1. Differentiate the given equation implicitly with respect to $x$ to find the first derivative $\frac{dy}{dx}$.
2. Once you have the first derivative, differentiate it again with respect to $x$ to find the second derivative $\frac{d^2y}{dx^2}$.
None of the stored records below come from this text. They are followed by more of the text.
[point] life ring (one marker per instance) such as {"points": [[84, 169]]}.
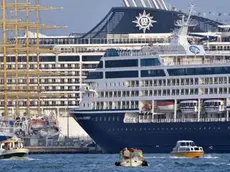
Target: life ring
{"points": [[145, 163], [117, 163]]}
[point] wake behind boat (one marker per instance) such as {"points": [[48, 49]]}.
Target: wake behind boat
{"points": [[131, 158], [187, 149]]}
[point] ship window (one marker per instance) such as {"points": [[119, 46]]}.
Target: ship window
{"points": [[121, 63], [152, 73], [150, 62], [199, 71], [122, 74], [68, 58], [91, 58]]}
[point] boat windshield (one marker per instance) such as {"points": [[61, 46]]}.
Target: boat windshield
{"points": [[187, 144]]}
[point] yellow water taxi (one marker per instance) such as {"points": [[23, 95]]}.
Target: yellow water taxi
{"points": [[187, 149], [12, 148]]}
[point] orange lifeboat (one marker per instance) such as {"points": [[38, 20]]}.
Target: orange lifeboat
{"points": [[165, 105], [37, 123], [147, 107]]}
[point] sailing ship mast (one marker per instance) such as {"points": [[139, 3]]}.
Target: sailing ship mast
{"points": [[19, 49]]}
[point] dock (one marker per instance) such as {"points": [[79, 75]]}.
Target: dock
{"points": [[61, 150]]}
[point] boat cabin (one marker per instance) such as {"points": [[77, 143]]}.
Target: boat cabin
{"points": [[11, 144]]}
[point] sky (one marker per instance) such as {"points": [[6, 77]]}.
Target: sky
{"points": [[81, 15]]}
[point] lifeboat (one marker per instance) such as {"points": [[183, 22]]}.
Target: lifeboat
{"points": [[165, 105], [131, 158], [187, 149], [214, 106], [189, 106], [37, 123]]}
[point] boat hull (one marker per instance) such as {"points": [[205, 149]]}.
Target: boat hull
{"points": [[188, 154], [113, 134], [14, 153], [132, 163]]}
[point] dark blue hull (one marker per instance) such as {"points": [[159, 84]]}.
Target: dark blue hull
{"points": [[111, 133]]}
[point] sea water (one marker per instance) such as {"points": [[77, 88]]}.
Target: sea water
{"points": [[105, 163]]}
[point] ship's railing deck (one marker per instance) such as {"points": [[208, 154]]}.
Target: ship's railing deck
{"points": [[176, 120], [196, 62]]}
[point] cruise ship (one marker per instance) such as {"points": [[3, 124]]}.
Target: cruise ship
{"points": [[123, 28], [151, 98]]}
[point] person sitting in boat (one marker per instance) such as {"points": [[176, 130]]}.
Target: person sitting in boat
{"points": [[6, 146], [139, 153], [126, 153]]}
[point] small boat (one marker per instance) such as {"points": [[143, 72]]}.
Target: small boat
{"points": [[12, 148], [131, 158], [187, 149]]}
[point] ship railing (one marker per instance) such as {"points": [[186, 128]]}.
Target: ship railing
{"points": [[198, 62], [189, 120], [7, 129]]}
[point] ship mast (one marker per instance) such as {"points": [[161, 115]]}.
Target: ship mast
{"points": [[25, 51]]}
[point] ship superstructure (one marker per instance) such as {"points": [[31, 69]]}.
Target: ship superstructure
{"points": [[72, 57], [163, 93]]}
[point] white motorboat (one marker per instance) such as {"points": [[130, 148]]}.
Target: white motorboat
{"points": [[134, 158]]}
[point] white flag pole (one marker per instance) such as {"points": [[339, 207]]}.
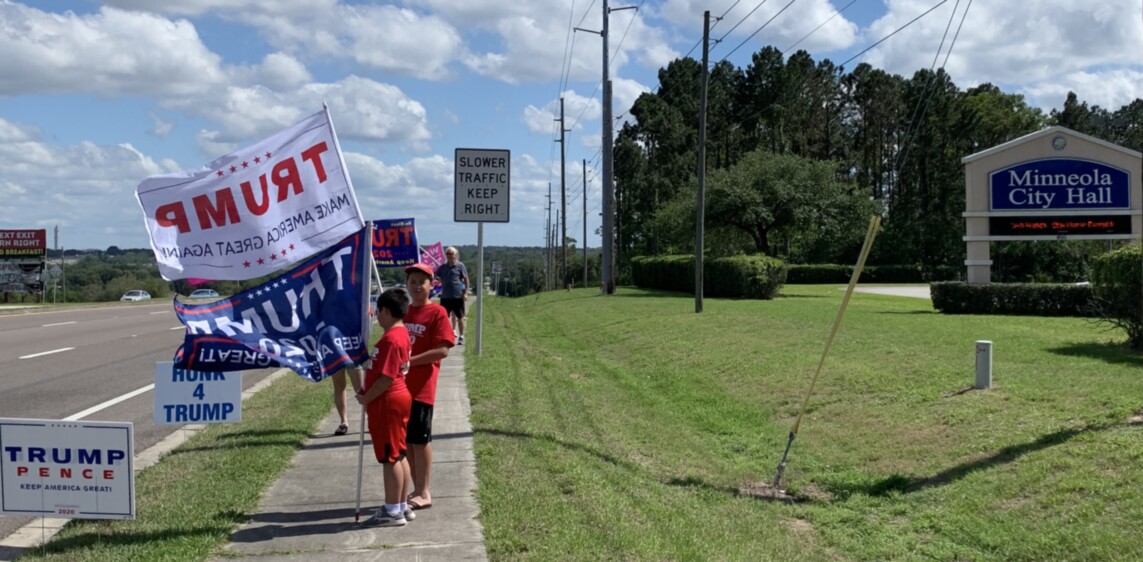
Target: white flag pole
{"points": [[367, 275], [341, 158], [357, 511]]}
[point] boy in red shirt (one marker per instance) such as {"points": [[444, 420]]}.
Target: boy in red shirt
{"points": [[431, 334], [388, 401]]}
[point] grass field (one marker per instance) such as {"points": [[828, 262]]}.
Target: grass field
{"points": [[629, 427]]}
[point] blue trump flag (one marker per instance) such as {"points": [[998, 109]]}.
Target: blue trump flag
{"points": [[311, 319]]}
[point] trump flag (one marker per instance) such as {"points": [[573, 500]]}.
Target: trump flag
{"points": [[394, 242], [309, 319], [253, 211]]}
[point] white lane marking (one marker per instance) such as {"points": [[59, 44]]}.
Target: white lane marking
{"points": [[47, 353], [109, 403]]}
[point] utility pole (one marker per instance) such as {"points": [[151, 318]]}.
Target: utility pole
{"points": [[702, 168], [607, 267], [585, 222], [564, 203], [548, 242]]}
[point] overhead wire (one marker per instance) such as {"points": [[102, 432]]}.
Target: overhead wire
{"points": [[758, 30], [836, 14], [908, 143]]}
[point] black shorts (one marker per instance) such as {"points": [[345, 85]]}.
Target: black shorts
{"points": [[420, 424], [453, 305]]}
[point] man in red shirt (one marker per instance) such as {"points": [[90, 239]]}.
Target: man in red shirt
{"points": [[431, 334]]}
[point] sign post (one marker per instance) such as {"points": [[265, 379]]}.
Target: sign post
{"points": [[482, 178]]}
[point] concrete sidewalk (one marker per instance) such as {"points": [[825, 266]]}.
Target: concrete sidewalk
{"points": [[308, 513]]}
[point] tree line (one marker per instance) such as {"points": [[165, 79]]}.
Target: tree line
{"points": [[799, 153]]}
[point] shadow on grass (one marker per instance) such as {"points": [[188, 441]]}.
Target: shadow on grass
{"points": [[258, 433], [754, 490], [582, 448], [247, 442], [110, 534], [1109, 353], [901, 483]]}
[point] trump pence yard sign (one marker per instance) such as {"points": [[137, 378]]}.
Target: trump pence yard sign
{"points": [[482, 177], [60, 468]]}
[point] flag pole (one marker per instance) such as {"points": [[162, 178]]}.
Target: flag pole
{"points": [[345, 170], [367, 277], [357, 510]]}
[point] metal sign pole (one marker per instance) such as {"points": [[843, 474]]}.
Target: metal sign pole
{"points": [[480, 283]]}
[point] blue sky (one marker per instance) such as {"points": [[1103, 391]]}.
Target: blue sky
{"points": [[96, 96]]}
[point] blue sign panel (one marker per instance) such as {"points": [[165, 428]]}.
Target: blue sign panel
{"points": [[1058, 184]]}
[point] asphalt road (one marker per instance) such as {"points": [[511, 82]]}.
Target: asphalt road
{"points": [[55, 364]]}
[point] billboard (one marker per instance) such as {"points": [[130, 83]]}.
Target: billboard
{"points": [[23, 245]]}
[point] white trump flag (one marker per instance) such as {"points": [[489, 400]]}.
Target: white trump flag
{"points": [[253, 211]]}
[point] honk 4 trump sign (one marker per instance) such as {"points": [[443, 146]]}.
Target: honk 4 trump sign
{"points": [[77, 470], [255, 210]]}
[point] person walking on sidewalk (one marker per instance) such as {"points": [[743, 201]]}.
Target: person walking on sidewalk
{"points": [[388, 403], [340, 401], [454, 287], [431, 336]]}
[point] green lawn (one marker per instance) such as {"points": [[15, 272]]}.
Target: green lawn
{"points": [[629, 427]]}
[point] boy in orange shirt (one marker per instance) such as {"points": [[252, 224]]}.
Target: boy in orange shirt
{"points": [[431, 335], [388, 402]]}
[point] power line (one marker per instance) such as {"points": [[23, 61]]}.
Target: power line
{"points": [[866, 49], [908, 144], [758, 30], [836, 14]]}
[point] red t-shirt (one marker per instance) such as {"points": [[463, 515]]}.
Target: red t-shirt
{"points": [[429, 327], [390, 360]]}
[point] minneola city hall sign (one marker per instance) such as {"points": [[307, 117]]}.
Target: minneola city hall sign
{"points": [[1055, 184]]}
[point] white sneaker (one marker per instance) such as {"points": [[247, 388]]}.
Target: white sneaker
{"points": [[381, 518]]}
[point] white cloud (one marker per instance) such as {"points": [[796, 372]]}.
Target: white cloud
{"points": [[224, 7], [281, 71], [1001, 45], [793, 24], [361, 109], [1110, 89], [161, 128], [84, 187], [112, 51]]}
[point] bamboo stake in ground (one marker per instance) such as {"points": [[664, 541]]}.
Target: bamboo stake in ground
{"points": [[873, 224]]}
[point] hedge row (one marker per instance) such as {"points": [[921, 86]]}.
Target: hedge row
{"points": [[832, 273], [1031, 299], [740, 277]]}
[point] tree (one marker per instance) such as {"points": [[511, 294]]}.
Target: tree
{"points": [[768, 194]]}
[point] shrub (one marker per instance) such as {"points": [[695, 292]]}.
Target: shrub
{"points": [[738, 277], [1117, 283], [1032, 299]]}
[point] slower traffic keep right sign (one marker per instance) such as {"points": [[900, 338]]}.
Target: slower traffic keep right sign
{"points": [[482, 178]]}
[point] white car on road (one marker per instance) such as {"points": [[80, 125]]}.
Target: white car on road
{"points": [[135, 295]]}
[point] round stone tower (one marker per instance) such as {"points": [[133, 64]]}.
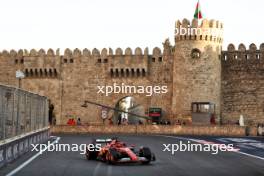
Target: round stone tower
{"points": [[197, 65]]}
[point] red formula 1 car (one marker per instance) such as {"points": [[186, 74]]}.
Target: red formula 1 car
{"points": [[114, 151]]}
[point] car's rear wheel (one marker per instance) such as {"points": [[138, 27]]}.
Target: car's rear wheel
{"points": [[112, 156], [145, 152], [91, 155]]}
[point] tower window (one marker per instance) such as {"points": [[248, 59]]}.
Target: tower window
{"points": [[196, 53]]}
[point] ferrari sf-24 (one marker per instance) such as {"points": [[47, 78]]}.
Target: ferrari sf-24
{"points": [[113, 151]]}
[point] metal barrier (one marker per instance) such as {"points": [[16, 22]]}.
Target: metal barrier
{"points": [[23, 121], [21, 112]]}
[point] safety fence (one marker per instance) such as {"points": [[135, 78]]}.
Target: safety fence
{"points": [[23, 121], [21, 112]]}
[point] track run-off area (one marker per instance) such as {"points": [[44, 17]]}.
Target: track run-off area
{"points": [[247, 158]]}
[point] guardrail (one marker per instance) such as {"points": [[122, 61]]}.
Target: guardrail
{"points": [[23, 121], [21, 112], [11, 149], [158, 129]]}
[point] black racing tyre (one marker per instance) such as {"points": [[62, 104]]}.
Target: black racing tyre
{"points": [[145, 152], [113, 156], [91, 155]]}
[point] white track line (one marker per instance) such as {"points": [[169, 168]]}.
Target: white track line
{"points": [[183, 138], [31, 159]]}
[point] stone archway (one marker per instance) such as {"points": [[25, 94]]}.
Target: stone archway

Given equation: $y^2 + x + \sin(y) = 9$

1. Differentiate implicitly with respect to $x$:
$$ \frac{d}{dx}(y^2) + \frac{d}{dx}(x) + \frac{d}{dx}(\sin(y)) = \frac{d}{dx}(9) $$
$$ 2yy' + 1 + \cos(y) \cdot y' = 0 $$
$$ 2yy' + y' + \cos(y) = 0 $$
$$ y'(2y + 1) = -\cos(y) $$
$$ y' = \frac{-\cos(y)}{2y + 1} $$

2. Now, differentiate $y'$ with respect to $x$ to find the second derivative $\frac{d^2y}{dx^2}$:
$$ \frac{d}{dx}(y') = \frac{d}{dx}\left(\frac{-\cos(y)}{2y + 1}\right) $$
$$ \frac{d^2y}{dx^2} = \frac{d}{dx}\left(\frac{-\cos(y)}{2y + 1}\right) $$
$$ \frac{d^2y}{dx^2} = \frac{-(-\sin(y)y' \cdot y' + \cos(y)(2yy'))}{(2y + 1)^2} $$

Substitute $y'$ from the first derivative:
$$ \frac{d^2y}{dx^2} = \frac{-(-\sin(y)\left(\frac{-\cos(y)}{2y + 1}\right) \cdot \left(\frac{-\cos(y)}{2y + 1}\right) + \cos(y)(2y\left(\frac{-\cos(y)}{2y + 1}\right) + 1))}{(2y + 1)^2} $$

Simplify this expression to get the second derivative.